This paper reveals a critical vulnerability of LLM evaluators: while highly stable under repetitive evaluation, they exhibit significant reversals under subsequent conversational questioning (49% flip rate, 74% under authoritative frameworks), indicating that stability does not equate to robustness and that confidence fails to predict true reliability.

Background & Motivation

Background: The LLM-as-judge paradigm has become the mainstream for benchmarking, utilizing LLMs to automatically compare and rank model outputs in systems like MT-Bench and AlpacaEval. These methods are widely adopted due to their low cost, scalability, and high alignment with human evaluation.

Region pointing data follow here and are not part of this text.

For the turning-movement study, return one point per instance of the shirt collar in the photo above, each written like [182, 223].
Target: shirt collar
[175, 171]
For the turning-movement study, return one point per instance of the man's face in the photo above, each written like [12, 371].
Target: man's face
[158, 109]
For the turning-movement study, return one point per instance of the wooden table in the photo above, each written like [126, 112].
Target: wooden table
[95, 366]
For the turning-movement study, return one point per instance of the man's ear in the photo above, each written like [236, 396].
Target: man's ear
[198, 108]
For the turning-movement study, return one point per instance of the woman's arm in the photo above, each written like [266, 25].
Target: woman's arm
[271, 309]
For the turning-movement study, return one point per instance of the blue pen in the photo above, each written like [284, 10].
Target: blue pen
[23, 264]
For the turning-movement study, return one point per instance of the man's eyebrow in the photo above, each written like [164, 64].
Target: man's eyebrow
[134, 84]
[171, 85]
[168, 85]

Limitations of Prior Work: Current evaluation pipelines imply a critical assumption—given the same input (prompt and two candidate responses), the LLM's judgment should be stable and reproducible. However, this assumption collapses in interactive scenarios. If humans are allowed to continue the conversation, question, or persuade the evaluator after the initial judgment, the results can be altered. This vulnerability is particularly problematic because LLMs are inherently conversational systems capable of explaining, reconsidering, and revising decisions upon request—a flexibility that is beneficial for tasks but becomes a loophole when acting as an evaluator.

Key Challenge: Stability (consistency under repetition or neutral reconsideration) and robustness (resistance to targeted conversational influence) are two independent dimensions. Existing methods only measure stability while completely ignoring post-decision interaction robustness as an independent failure mode.

Goal: Systematically measure the vulnerability of LLM evaluations under post-decision conversational interactions, distinguish between "whether it will change" and "whether it changes in a specific direction," and propose quantitative metrics.

Key Insight: A causal isolation design is adopted—fixing the two candidate responses being evaluated and only varying the post-decision interaction with the evaluator (repetitive evaluation vs. neutral reconsideration vs. targeted questioning). This controlled design directly reveals the effects of conversational influence.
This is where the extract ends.